A soft sigh of defeat releases from my lips before I decide that I do owe him something, at least to let him know I understand. Glancing back up, I find his eyes for a moment and offer a genuine smile, one of the softest and most grateful I've ever given. Thank you. The meaning goes deep, encompassing in it everything I've ever been through and how he makes me feel better about it all just by being here, just by looking at me like he understands, or at least like he'd want to.

Right then of course, I'd have to hear a growl. Fear instantly has me cringing as I turn my head, looking at the other wolf who's approaching. The other stays in the shadows yet I can taste the distrust and aggression seeping off of her like a fire. Yes, I can smell the estrogen in her scent, a female wolf. Why does she act like she's stalking prey? Is she a part of the pack?

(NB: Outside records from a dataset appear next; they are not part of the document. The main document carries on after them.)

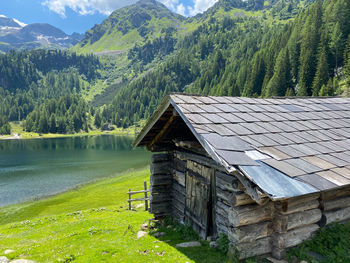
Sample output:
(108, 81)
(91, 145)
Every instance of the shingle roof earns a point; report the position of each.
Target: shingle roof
(304, 139)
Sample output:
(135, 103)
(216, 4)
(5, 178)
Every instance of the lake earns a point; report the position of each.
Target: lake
(36, 168)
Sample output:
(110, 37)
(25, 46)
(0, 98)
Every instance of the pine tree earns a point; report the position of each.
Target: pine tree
(336, 44)
(281, 79)
(322, 72)
(327, 90)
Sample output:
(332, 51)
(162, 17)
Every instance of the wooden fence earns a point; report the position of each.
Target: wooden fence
(145, 198)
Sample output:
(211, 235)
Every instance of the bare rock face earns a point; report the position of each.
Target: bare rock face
(189, 244)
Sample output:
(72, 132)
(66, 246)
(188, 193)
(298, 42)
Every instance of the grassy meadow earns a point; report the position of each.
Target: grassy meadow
(92, 224)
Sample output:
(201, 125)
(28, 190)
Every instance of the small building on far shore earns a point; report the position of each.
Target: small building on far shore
(268, 173)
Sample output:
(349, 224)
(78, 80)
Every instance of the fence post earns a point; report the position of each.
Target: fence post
(146, 201)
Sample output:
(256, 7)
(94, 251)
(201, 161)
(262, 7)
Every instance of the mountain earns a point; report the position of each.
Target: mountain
(9, 25)
(17, 35)
(236, 48)
(138, 23)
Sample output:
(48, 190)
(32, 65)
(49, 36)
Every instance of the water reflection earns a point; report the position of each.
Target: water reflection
(39, 167)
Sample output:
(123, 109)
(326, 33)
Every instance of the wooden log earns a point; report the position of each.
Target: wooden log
(234, 199)
(223, 206)
(251, 189)
(180, 165)
(337, 215)
(333, 194)
(178, 203)
(160, 209)
(160, 157)
(250, 214)
(182, 155)
(159, 180)
(159, 198)
(227, 186)
(179, 189)
(250, 233)
(221, 220)
(293, 237)
(305, 218)
(294, 207)
(227, 178)
(199, 169)
(259, 247)
(222, 229)
(160, 168)
(178, 197)
(341, 202)
(180, 178)
(160, 188)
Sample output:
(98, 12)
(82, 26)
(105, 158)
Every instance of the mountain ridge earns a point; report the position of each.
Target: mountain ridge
(17, 35)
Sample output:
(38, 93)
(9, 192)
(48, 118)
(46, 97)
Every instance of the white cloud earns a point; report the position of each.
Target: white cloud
(86, 7)
(201, 6)
(181, 9)
(106, 7)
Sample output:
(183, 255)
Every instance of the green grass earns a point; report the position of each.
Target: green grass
(330, 245)
(16, 128)
(92, 224)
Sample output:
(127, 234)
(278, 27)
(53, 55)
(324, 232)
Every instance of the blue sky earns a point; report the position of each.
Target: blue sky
(80, 15)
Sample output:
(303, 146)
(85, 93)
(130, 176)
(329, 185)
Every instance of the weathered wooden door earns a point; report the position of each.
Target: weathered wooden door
(199, 205)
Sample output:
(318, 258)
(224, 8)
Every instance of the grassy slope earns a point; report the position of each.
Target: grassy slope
(73, 226)
(16, 128)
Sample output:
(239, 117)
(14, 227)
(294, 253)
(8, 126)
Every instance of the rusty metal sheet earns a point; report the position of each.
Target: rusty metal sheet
(233, 143)
(275, 183)
(236, 158)
(284, 167)
(317, 181)
(304, 165)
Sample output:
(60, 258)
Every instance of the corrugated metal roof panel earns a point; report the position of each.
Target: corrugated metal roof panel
(275, 183)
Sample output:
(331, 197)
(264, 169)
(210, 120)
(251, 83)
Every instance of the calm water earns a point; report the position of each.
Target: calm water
(40, 167)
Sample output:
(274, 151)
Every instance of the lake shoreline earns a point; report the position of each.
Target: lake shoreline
(18, 133)
(76, 188)
(36, 169)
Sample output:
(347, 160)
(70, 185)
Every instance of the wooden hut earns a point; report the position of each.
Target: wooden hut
(265, 172)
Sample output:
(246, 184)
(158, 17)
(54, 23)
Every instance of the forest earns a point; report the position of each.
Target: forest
(42, 87)
(243, 56)
(290, 48)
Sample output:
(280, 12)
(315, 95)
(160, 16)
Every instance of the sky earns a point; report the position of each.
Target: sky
(80, 15)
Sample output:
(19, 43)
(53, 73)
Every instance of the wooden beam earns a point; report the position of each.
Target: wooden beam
(162, 132)
(253, 191)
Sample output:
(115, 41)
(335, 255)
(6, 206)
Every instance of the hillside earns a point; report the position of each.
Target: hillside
(138, 23)
(15, 35)
(144, 51)
(242, 50)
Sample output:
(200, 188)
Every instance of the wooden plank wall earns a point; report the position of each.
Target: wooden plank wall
(251, 228)
(295, 220)
(335, 206)
(161, 184)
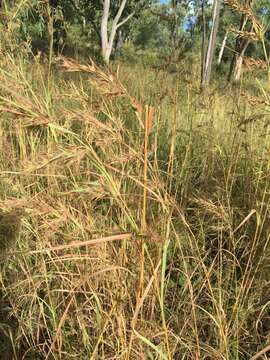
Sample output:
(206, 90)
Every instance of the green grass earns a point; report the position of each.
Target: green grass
(189, 280)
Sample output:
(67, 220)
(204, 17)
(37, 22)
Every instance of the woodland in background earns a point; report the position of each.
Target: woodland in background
(134, 180)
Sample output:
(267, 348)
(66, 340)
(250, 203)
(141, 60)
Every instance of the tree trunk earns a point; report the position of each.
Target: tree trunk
(222, 48)
(241, 45)
(239, 62)
(107, 40)
(211, 45)
(203, 41)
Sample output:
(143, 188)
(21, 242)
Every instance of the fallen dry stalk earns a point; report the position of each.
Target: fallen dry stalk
(73, 245)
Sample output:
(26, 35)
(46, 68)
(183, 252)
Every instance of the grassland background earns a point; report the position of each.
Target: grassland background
(190, 279)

She stops growling finally, covering her fangs back up as she continues to stare at us. Only then do I realize my current situation. Somewhere in the fear and confusion of the new wolf who means ill intentions, I'd maneuvered myself closer to Raylen, so close in fact that our fur was almost touching as I siddled up to his side, wanting to feel the warmth of another for comfort.

Ashamed, I pull away some though reluctantly, eyes not wanting to meet his for fear of what I'd see there but wanting his input on this other wolf. I know that he'll make everything okay. He'll know what to do.